Even though fewer than half of ankle sprains receive medical attention, the injury is so common (an estimated incidence of 2.06 ankle sprains per 1,000 people a year) that it is the leading lower extremity injury that results in an emergency room visit, according to data from the National Electronic Injury Surveillance System.
As with any injury, ankle sprains are best prevented. One of the best approaches is to improve one’s balance with exercises that train the body to stay upright and maintain control in all kinds of positions. Dr. Gribble recommends spending time standing on one foot, at first on a firm surface, then with eyes closed, then on a soft surface like a pillow. As a final challenge, practice balancing on a wobble board, he said.
Muscles surrounding the ankle can be strengthened by wrapping a towel around the foot for resistance, then moving the foot up, down, in and out. Do stretching exercises that increase the flexibility of the legs, hip and torso to guard against any unanticipated awkward movements.
When participating in sports like basketball, soccer and tennis — which involve jumps or quick changes in direction that can put ankles at risk — consider taping or bracing the ankles to increase their stability.
Finally, avoid being a weekend warrior who indulges in a sport full tilt without adequate preparation. Build up gradually, practice the skills involved and make sure to keep needed muscles strong.
Should you sprain an ankle, avoid the all too common layman’s advice to “walk it off.” At a minimum, leave the game or whatever you were doing and avoid putting weight on that foot to give the injured joint adequate rest. If the injury is severe, you may need to use crutches.

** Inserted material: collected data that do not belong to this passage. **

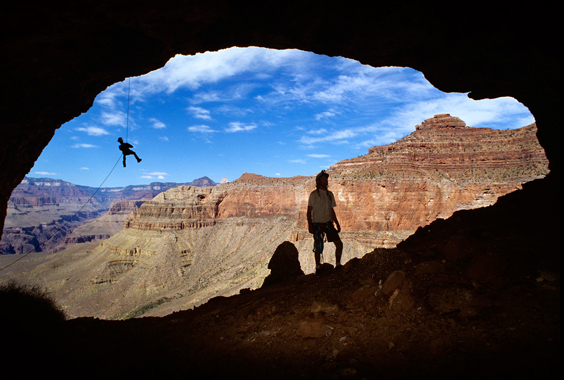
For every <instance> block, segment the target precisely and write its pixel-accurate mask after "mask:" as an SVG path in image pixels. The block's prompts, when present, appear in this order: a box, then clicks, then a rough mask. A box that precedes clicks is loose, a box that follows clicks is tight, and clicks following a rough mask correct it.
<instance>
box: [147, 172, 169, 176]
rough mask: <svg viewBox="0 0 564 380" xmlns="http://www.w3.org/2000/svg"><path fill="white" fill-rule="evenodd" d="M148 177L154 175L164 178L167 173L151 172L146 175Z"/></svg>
mask: <svg viewBox="0 0 564 380" xmlns="http://www.w3.org/2000/svg"><path fill="white" fill-rule="evenodd" d="M147 174H148V175H154V176H165V175H168V173H165V172H151V173H147Z"/></svg>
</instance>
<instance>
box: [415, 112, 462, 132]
mask: <svg viewBox="0 0 564 380" xmlns="http://www.w3.org/2000/svg"><path fill="white" fill-rule="evenodd" d="M465 126H466V123H465V122H464V121H462V120H461V119H459V118H457V117H453V116H450V114H448V113H443V114H439V115H435V116H433V117H432V118H431V119H427V120H425V121H424V122H422V123H421V124H418V125H416V126H415V130H416V131H419V130H424V129H430V128H449V127H451V128H457V127H458V128H459V127H465Z"/></svg>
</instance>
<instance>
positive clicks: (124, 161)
mask: <svg viewBox="0 0 564 380" xmlns="http://www.w3.org/2000/svg"><path fill="white" fill-rule="evenodd" d="M118 143H119V150H121V152H122V153H123V167H124V168H125V157H126V156H129V155H130V154H133V155H134V156H135V158H136V159H137V162H141V159H140V158H139V157H138V156H137V153H135V152H134V151H132V150H131V148H133V145H131V144H130V143H124V142H123V139H122V138H121V137H120V138H119V139H118Z"/></svg>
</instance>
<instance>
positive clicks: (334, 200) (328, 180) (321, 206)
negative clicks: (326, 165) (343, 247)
mask: <svg viewBox="0 0 564 380" xmlns="http://www.w3.org/2000/svg"><path fill="white" fill-rule="evenodd" d="M315 186H316V187H317V189H316V190H314V191H312V192H311V194H310V195H309V201H308V204H307V225H308V230H309V233H310V234H313V253H314V257H315V272H316V274H317V273H318V271H319V270H320V268H321V254H322V253H323V239H324V238H325V235H327V241H329V242H333V243H335V261H336V262H335V268H339V267H341V256H342V254H343V242H342V241H341V238H340V237H339V232H341V226H340V225H339V221H338V220H337V215H336V214H335V210H334V207H336V206H337V203H336V202H335V196H334V195H333V193H332V192H330V191H329V190H327V187H328V186H329V174H327V173H326V172H325V170H322V171H321V172H320V173H319V174H318V175H317V176H316V177H315ZM333 222H334V223H335V225H336V226H337V229H335V227H334V226H333Z"/></svg>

If you do sprain an ankle, apply ice wrapped in a cloth for 15 to 20 minutes every two or three hours for two days, then once a day until pain and swelling are gone. Sit or lie down as much as possible with the injured ankle elevated above the hip. To further minimize swelling, wrap the ankle in an elastic bandage, starting at the toes and working up to the leg.

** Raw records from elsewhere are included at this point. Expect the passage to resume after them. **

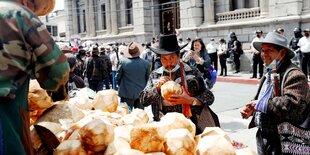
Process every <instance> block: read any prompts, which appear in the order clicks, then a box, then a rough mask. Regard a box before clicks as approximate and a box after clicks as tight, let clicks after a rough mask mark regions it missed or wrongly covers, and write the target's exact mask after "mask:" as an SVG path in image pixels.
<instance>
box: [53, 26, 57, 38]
mask: <svg viewBox="0 0 310 155" xmlns="http://www.w3.org/2000/svg"><path fill="white" fill-rule="evenodd" d="M52 29H53V32H52V34H53V36H58V29H57V26H52Z"/></svg>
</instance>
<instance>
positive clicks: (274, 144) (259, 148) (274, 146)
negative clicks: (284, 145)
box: [256, 129, 281, 155]
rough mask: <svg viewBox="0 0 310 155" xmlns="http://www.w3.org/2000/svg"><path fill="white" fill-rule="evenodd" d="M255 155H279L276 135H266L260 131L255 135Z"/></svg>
mask: <svg viewBox="0 0 310 155" xmlns="http://www.w3.org/2000/svg"><path fill="white" fill-rule="evenodd" d="M256 143H257V153H258V154H259V155H280V154H281V143H280V138H279V135H278V134H277V133H273V134H272V133H270V134H266V133H263V132H262V131H261V130H260V129H258V130H257V133H256Z"/></svg>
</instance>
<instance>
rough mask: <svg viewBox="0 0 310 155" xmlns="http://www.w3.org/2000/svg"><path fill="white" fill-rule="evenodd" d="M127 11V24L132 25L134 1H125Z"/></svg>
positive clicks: (125, 6) (126, 21)
mask: <svg viewBox="0 0 310 155" xmlns="http://www.w3.org/2000/svg"><path fill="white" fill-rule="evenodd" d="M125 10H126V12H125V13H126V24H127V25H132V21H133V15H132V0H126V1H125Z"/></svg>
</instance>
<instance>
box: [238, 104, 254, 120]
mask: <svg viewBox="0 0 310 155" xmlns="http://www.w3.org/2000/svg"><path fill="white" fill-rule="evenodd" d="M257 102H258V101H257V100H253V101H250V102H249V103H247V104H246V105H245V106H244V107H243V108H242V110H241V111H240V113H241V116H242V118H243V119H247V118H249V117H250V116H252V115H253V113H254V112H255V105H256V104H257Z"/></svg>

Seriously consider a medical consultation, especially if pain and swelling persist for more than a few days. Although in most cases, an X-ray or M.R.I. is not needed to make an accurate diagnosis, the injury could be more serious than a simple sprain. Ask about physical therapy, which can strengthen the joint and help prevent reinjury.
Most important of all, don’t rush back into activity before healing is complete and normal, pain-free range of motion has been restored. Reinjuring the ankle can result in permanent pain and disability and the health consequences noted above.